As a piece of journalistic troll bait, There Is Such A Thing As Respectful Infidelity is not even successful. This type of male privilege article is usually teed up and knocked 300 yards down the fairway on websites like Jezebel and Gawker, not to mention myriad blogs written by women (and men) who find this type of cavalier attitude noxious; however, it did not even rate much of a response. If the article is to be taken at face value - that is, that a human being uttered the words (not to mention has the mentality) transcribed and shaped by Alex Morris - it is a sad commentary on one person's amorality and another person's (the unsuspecting fiancée) future hell.
You see, there's nothing "respectful" about infidelity, no matter how many "rules" you put around it or how you attempt to justify it. Cheating removes you from your partner in every conceivable way while playing them for a fool. It violates that which bonds us to our spouses, significant others, girlfriends and boyfriends - trust - in ways that are utterly corrosive and horribly destructive.

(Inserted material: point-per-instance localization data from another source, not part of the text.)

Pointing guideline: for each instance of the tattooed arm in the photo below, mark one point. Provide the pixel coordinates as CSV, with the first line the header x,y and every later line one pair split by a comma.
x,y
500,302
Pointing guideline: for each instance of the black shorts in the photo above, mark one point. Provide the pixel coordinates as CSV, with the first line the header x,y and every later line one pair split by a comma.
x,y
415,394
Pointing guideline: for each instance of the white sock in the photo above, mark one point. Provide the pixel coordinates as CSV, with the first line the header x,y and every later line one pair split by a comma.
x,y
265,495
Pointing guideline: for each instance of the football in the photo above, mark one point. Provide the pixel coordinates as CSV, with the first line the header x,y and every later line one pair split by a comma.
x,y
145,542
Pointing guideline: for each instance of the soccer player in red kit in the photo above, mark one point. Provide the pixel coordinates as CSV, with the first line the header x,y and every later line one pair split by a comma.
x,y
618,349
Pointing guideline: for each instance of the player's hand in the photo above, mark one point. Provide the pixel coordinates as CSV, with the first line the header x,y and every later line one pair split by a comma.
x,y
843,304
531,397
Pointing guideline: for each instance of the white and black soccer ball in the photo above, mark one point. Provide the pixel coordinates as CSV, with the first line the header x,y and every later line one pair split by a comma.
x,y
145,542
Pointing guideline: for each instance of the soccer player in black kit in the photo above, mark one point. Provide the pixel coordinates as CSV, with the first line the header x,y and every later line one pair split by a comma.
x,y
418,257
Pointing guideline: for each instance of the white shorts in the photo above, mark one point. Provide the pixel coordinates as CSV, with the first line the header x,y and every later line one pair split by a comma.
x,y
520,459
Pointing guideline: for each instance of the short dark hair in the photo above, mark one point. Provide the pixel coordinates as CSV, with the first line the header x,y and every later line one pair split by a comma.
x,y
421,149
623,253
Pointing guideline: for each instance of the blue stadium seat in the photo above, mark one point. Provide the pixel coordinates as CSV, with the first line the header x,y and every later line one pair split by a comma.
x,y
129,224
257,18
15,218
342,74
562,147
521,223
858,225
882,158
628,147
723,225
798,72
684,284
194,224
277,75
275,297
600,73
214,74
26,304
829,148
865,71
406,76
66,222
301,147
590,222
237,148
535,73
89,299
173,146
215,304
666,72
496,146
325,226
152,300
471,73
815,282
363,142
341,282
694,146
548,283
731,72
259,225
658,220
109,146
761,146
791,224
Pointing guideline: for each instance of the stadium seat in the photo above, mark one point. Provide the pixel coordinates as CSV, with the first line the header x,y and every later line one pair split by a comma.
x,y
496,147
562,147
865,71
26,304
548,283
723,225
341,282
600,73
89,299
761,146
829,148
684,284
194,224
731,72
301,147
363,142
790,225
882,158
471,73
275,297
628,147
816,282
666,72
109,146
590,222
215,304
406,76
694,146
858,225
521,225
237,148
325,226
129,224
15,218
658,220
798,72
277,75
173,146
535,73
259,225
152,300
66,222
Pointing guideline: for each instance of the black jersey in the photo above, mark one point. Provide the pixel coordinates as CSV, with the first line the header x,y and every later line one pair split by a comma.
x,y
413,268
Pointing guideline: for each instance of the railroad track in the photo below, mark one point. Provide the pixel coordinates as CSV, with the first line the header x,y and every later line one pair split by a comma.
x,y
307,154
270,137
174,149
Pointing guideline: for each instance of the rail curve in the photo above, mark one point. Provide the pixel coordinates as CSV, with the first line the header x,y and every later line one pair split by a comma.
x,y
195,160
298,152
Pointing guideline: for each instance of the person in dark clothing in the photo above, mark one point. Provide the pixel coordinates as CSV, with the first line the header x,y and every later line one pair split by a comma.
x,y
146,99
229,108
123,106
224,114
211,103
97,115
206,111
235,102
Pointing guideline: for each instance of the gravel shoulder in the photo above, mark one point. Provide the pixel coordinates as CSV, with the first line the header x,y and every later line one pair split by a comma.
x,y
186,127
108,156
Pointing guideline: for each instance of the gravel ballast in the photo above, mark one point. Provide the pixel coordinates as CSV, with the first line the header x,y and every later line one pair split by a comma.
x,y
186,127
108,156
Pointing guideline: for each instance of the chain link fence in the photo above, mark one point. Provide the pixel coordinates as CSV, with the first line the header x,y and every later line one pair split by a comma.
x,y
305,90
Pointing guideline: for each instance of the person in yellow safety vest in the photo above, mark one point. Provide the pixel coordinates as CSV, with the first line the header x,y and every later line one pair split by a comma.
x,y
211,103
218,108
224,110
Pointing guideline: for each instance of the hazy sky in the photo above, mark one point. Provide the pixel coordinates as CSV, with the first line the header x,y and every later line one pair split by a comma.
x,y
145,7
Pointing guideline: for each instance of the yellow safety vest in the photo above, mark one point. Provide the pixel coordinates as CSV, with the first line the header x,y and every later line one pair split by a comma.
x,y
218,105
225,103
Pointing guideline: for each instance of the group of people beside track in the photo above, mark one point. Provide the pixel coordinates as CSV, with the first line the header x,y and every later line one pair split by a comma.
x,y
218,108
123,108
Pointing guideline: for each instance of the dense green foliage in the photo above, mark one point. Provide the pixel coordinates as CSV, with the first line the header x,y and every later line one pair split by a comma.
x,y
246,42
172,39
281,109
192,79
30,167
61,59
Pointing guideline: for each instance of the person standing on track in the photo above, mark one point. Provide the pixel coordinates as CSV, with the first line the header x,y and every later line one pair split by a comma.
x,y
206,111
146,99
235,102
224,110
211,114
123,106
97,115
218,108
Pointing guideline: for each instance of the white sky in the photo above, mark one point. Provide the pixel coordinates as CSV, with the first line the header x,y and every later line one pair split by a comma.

It is also an act of total and complete selfishness that, whether you see it as such in the moment or after the fact, speaks very poorly of a person's values, whether it is a one-off chance encounter or a serial condition like the one described in this magazine piece. The roads not taken - of examining why the subject of this article feels the need to cheat, of communicating his desires to his fiancée,  of being honest about his delusions and not diminishing his odious behavior simply because he has not had an affair once he got engaged, are absent.
And I am neither puritan nor moralizer on this topic - I was this guy, without the outward arrogance or lack of governor in sharing my story with others, but with all the self-justification and rationales that come with deciding to live a secret life. It was not until I looked at what I had done, to my wife, to myself, to those who participated in my affairs with me and what it said about me (spoiler alert: nothing good) that I was able to start getting honest with myself about who I was (again, spoiler alert: not a good man). It was not only a primary cause of the dissolution of my marriage, but left me feeling so guilty about having done it that I was incapable of intimacy with another woman for more than two years, and even then, the guilt nagged at me even when I was with my "Special Lady Friend."
This is not to pat myself on the back for becoming a more evolved human being who realizes that trust, communication and intimacy are critical ingredients in a relationship or that you simply do. not. cheat, but to say that the world portrayed in There Is Such A Thing As Respectful Infidelity is ugly, venal and self-absorbed. Sadly, one need not wonder whether this particular gentleman has even the modicum of self-awareness to realize that he is subjecting himself, and more importantly, his fiancée, to an enormous amount of pain and heartache in the future; to have articulated his entitlement in such a public way tells us all we need to know.
You can read the article here and judge for yourself:
2. The article is an "as told to" piece, not a first person narrative.
3. Allegedly, this person is the subject's betrothed, but judging from the level of narcissism he displays, it is clear the answer is "himself."
4. The alpha and omega for open communication in relationships, be it how to address disagreements about how to roll the toilet paper or discuss having an "open" arrangement is of course, the brilliant Dan Savage.